La révolution d’Eisenstein
Qu’est-ce qu’un film de propagande ? Œuvre réalisée pour commémorer le dixième anniversaire d’Octobre 1917, le film d’Eisenstein reflète la représentation que les bolcheviks souhaitent laisser de la révolution au moment précis où Staline est en train d’asseoir son pouvoir dans le parti. L’analyse d’« Octobre » doit donc traiter de pair une double dimension esthétique et historique en rendant compte à la fois des moyens cinématographiques et de la portée politique de l’œuvre. Exemple avec la séquence sur Kerenski et la statue de Napoléon.
 
Cette séquence, moins classique que la scène d’ouverture sur la destruction de la statue d’Alexandre III ou celle de l’ouverture du pont sur la Neva, est emblématique des deux niveaux d’analyse.
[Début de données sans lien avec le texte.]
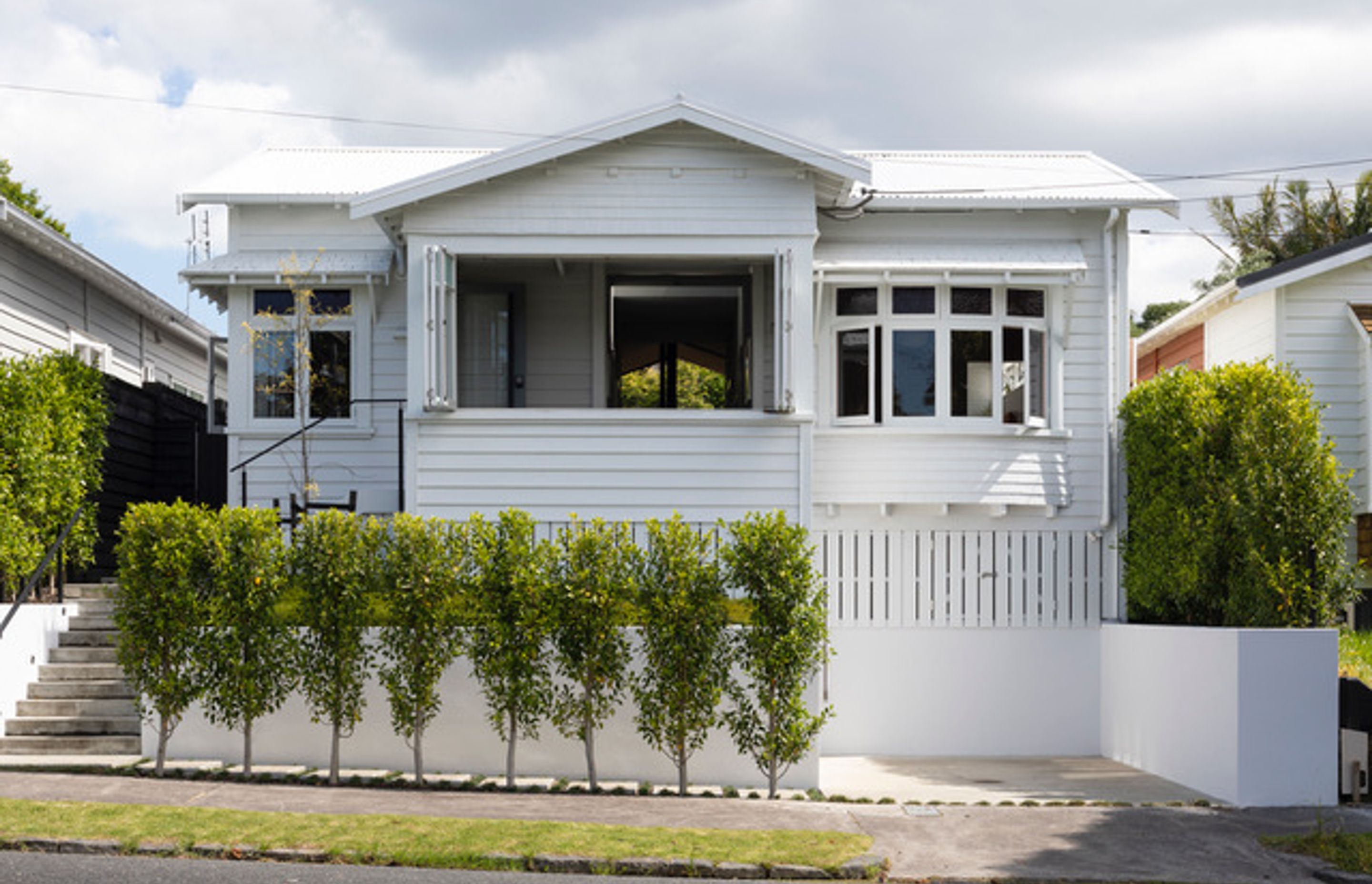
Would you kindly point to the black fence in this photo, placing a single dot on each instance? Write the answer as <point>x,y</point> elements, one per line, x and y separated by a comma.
<point>158,451</point>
On y retrouve toute la richesse formelle du cinéma d’Eisenstein et elle a, dans l’économie générale du film, le rôle stratégique de montrer l’alternative à la prise de pouvoir par les bolcheviks : le retour d’un pouvoir de type tsariste en Russie. À ce titre, elle est bien au cœur des contradictions d’ Octobre.
La séquence se situe après les manifestations réprimées par le gouvernement provisoire en juillet 1917. Historiquement, elle correspond au bref moment où Kerenski semble avoir confirmé son pouvoir après l’éviction des bolcheviks et avant la tentative de coup d’État du général Kornilov. Formellement, deux plans en extérieurs la délimitent nettement : au début, un plan sur la fumée d’un bivouac de bolcheviks en fuite ; à la fin, un plan de fumée d’une sirène d’usine annonçant l’attaque de Kornilov. Elle est filmée en intérieurs et pivote sur le face-à-face entre Kerenski et la statue de Napoléon. On n’étudiera ici que le début.

 

[1]
D.R.
Une ambition. Plan rapproché poitrine [1]. Deux cartons ont précédé ce plan : « Alexandre Kerenski », « Alexandre IV ? », suggérant la continuité entre les tsars et le chef du gouvernement provisoire. Le père de Nicolas II était en effet Alexandre III, celui-là même dont la destruction de la statue ouvre le film.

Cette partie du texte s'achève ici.